Oblique spatial dispersive shock waves in nonlinear Schr\"odinger flows

TL;DR

This paper introduces spatial oblique dispersive shock waves in nonlinear Schrödinger flows, analyzing their formation, stability, and relation to flow fields using Whitham theory and numerical simulations.

Contribution

It constructs and analyzes spatial oblique DSWs in 2D nonlinear Schrödinger flows, revealing their stability properties and connection to flow conditions.

Findings

Oblique DSWs can be generated in 2D nonlinear Schrödinger flows.

They exhibit convective or absolute instability in supersonic flows.

Convective instability can stabilize the DSWs.

Abstract

In dispersive media, hydrodynamic singularities are resolved by coherent wavetrains known as dispersive shock waves (DSWs).

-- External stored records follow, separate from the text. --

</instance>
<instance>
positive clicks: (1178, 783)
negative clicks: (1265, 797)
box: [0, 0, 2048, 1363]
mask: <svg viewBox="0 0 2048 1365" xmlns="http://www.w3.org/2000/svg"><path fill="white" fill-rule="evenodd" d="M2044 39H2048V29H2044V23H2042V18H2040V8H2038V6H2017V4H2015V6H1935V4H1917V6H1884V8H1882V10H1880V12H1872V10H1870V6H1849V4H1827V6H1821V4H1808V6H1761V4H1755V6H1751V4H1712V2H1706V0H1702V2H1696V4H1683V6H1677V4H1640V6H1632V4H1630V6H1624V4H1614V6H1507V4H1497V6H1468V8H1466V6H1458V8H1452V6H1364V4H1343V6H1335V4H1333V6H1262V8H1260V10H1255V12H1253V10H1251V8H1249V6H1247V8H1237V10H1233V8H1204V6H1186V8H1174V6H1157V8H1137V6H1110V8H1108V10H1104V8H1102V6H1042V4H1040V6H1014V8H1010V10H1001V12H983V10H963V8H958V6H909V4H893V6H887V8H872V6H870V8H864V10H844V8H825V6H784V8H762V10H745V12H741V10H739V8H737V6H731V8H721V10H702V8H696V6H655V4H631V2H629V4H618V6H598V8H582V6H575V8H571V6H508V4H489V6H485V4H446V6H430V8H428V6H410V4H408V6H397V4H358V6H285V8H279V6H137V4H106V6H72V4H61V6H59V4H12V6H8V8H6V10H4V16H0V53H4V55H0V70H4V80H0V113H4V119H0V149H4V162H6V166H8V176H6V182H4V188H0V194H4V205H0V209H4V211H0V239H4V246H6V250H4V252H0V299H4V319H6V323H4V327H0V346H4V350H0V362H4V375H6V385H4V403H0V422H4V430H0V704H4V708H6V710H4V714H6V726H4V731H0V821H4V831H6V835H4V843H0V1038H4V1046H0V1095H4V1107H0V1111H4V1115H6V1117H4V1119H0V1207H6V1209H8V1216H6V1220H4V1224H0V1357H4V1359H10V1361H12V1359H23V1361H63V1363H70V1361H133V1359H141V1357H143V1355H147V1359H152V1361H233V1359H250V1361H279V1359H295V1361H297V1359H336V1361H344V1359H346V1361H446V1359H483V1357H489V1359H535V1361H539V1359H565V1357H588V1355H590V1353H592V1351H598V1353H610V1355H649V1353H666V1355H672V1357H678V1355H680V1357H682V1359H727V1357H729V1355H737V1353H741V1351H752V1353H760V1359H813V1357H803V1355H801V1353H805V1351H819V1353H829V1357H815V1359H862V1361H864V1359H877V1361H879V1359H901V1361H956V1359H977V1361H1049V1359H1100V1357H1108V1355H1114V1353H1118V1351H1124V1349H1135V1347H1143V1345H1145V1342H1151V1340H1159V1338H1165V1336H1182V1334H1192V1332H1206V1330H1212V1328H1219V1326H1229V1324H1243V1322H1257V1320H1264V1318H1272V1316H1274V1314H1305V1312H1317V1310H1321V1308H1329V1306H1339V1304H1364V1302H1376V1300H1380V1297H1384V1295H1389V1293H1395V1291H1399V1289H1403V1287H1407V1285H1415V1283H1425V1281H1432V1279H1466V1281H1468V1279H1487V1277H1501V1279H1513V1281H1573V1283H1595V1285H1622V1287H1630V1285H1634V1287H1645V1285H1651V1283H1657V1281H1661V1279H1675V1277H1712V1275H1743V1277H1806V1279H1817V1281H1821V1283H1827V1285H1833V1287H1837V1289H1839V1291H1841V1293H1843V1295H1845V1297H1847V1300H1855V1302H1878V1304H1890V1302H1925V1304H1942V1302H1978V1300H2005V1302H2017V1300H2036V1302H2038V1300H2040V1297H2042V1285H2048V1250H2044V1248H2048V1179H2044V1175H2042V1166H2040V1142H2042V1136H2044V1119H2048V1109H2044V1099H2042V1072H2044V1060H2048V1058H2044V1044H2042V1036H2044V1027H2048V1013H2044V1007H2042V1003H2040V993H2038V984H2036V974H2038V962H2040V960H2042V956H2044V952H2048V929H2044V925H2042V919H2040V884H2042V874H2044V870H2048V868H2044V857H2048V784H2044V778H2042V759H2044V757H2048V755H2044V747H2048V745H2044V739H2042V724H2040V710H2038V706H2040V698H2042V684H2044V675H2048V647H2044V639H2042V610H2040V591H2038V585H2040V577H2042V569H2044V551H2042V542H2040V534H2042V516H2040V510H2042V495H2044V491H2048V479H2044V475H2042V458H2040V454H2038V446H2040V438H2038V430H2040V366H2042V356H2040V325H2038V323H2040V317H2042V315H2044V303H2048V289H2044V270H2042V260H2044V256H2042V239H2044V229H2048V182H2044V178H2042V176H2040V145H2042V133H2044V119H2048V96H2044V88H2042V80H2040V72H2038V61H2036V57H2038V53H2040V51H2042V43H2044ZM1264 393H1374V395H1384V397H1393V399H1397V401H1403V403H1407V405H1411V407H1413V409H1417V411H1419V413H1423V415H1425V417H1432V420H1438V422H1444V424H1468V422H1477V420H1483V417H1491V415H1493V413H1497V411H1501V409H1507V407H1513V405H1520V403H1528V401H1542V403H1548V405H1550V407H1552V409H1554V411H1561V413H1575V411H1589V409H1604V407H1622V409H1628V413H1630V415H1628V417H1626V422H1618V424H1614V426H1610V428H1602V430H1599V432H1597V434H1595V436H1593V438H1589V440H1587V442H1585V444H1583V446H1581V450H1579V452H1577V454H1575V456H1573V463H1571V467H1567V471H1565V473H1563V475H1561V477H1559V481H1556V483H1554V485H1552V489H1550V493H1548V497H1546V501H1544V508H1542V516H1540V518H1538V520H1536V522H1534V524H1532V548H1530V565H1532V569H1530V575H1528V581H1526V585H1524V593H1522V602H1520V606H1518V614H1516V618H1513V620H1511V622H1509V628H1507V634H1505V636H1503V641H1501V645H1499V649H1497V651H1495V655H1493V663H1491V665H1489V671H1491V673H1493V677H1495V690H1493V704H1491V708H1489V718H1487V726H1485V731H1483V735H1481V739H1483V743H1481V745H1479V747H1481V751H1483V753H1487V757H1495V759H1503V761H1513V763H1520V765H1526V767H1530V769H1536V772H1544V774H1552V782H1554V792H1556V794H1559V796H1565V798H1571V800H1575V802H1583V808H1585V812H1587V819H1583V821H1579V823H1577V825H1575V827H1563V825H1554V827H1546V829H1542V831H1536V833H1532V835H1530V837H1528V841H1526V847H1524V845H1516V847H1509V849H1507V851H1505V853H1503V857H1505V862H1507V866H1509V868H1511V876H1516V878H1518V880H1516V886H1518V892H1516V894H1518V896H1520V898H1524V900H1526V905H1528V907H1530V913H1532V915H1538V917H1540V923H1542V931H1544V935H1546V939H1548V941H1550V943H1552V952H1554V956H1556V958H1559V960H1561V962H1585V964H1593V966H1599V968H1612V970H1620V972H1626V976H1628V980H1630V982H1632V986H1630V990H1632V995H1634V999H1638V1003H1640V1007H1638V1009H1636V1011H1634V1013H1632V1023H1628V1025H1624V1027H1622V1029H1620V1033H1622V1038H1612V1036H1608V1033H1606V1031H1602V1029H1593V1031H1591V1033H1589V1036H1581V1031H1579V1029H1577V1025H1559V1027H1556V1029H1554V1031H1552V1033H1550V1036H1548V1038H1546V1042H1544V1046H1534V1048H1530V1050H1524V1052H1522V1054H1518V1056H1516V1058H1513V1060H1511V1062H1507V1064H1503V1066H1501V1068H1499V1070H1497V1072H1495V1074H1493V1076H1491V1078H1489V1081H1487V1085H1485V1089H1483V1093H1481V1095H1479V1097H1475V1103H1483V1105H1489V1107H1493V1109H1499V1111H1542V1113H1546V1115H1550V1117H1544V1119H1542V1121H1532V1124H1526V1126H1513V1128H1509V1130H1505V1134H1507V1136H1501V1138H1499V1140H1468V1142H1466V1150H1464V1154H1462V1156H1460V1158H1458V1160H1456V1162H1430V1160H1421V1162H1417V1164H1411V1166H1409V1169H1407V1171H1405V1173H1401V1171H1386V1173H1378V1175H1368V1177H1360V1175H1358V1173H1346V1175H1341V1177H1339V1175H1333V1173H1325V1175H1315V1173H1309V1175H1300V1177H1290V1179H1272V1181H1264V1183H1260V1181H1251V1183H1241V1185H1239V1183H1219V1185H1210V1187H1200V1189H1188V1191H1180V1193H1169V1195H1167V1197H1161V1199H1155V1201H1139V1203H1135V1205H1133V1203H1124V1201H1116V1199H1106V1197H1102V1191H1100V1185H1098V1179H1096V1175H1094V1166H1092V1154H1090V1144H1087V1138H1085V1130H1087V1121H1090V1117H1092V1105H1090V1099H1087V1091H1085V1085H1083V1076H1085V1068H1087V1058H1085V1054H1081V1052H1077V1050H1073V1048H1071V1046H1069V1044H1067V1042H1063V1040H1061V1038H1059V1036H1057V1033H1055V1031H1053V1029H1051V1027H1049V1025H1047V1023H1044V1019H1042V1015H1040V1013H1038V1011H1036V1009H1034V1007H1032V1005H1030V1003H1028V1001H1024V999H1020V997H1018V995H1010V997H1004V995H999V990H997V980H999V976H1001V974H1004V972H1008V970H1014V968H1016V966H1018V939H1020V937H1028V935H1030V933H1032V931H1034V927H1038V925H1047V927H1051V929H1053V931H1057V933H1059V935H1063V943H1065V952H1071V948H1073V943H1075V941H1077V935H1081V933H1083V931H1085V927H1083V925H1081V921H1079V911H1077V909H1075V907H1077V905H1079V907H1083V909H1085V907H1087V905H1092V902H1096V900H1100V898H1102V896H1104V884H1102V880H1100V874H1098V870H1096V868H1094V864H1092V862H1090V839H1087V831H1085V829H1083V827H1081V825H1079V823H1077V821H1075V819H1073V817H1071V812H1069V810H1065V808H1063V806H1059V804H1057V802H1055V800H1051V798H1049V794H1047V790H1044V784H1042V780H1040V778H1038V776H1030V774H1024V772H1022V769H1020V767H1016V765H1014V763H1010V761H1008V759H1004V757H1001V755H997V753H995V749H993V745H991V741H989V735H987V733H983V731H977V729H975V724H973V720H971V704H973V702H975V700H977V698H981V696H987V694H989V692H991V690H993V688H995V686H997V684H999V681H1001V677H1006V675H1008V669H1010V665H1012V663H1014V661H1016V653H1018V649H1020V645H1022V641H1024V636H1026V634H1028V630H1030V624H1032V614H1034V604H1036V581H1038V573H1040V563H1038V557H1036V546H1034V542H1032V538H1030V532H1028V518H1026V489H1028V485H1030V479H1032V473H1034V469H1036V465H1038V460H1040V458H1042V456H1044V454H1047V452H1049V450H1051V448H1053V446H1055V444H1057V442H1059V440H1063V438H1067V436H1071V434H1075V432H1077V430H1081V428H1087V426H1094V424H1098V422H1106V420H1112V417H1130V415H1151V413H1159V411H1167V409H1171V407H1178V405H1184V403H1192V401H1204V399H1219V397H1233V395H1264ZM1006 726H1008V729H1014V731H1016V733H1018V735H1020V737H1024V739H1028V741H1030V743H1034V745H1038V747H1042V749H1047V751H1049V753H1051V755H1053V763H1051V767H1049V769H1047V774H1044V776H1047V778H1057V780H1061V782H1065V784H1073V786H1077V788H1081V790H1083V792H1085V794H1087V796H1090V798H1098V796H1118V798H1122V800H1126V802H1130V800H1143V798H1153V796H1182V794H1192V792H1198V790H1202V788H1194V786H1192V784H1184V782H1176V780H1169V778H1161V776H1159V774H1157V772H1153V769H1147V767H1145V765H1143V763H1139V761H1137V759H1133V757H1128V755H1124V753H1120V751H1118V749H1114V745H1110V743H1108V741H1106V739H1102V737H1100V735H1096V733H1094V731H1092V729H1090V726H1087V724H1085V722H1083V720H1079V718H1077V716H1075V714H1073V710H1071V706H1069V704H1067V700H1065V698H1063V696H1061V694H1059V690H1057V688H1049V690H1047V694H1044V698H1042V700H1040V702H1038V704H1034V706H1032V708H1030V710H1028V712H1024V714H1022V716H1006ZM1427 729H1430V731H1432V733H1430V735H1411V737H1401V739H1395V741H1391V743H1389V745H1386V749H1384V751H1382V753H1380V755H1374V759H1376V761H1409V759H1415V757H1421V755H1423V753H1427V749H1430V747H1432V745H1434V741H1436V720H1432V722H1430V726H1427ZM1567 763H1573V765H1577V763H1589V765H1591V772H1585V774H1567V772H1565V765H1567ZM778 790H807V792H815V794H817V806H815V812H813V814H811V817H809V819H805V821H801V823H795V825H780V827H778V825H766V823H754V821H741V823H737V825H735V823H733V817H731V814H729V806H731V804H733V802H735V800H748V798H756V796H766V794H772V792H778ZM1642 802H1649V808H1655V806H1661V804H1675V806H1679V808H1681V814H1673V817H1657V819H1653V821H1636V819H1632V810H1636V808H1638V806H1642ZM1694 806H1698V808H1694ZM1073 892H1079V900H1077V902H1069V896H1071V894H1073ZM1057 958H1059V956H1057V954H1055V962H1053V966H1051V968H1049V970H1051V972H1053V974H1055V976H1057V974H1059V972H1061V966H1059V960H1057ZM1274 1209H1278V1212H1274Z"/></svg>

Only dynamically expanding, temporal DSWs are possible in one-dimensional media. The additional degree of freedom inherent in two-dimensional media allows for the generation of time-independent DSWs that exhibit spatial expansion. Spatial oblique DSWs, dispersive analogs of oblique shocks in classical media, are constructed utilizing Whitham modulation theory for a class of nonlinear Schr\"{o}dinger boundary value problems. Self-similar, simple wave solutions of the modulation equations yield relations between the DSW's orientation and the upstream/downstream flow fields. Time dependent numerical simulations demonstrate a convective or absolute instability of oblique DSWs in supersonic flow over obstacles. The convective instability results in an effective stabilization of the DSW.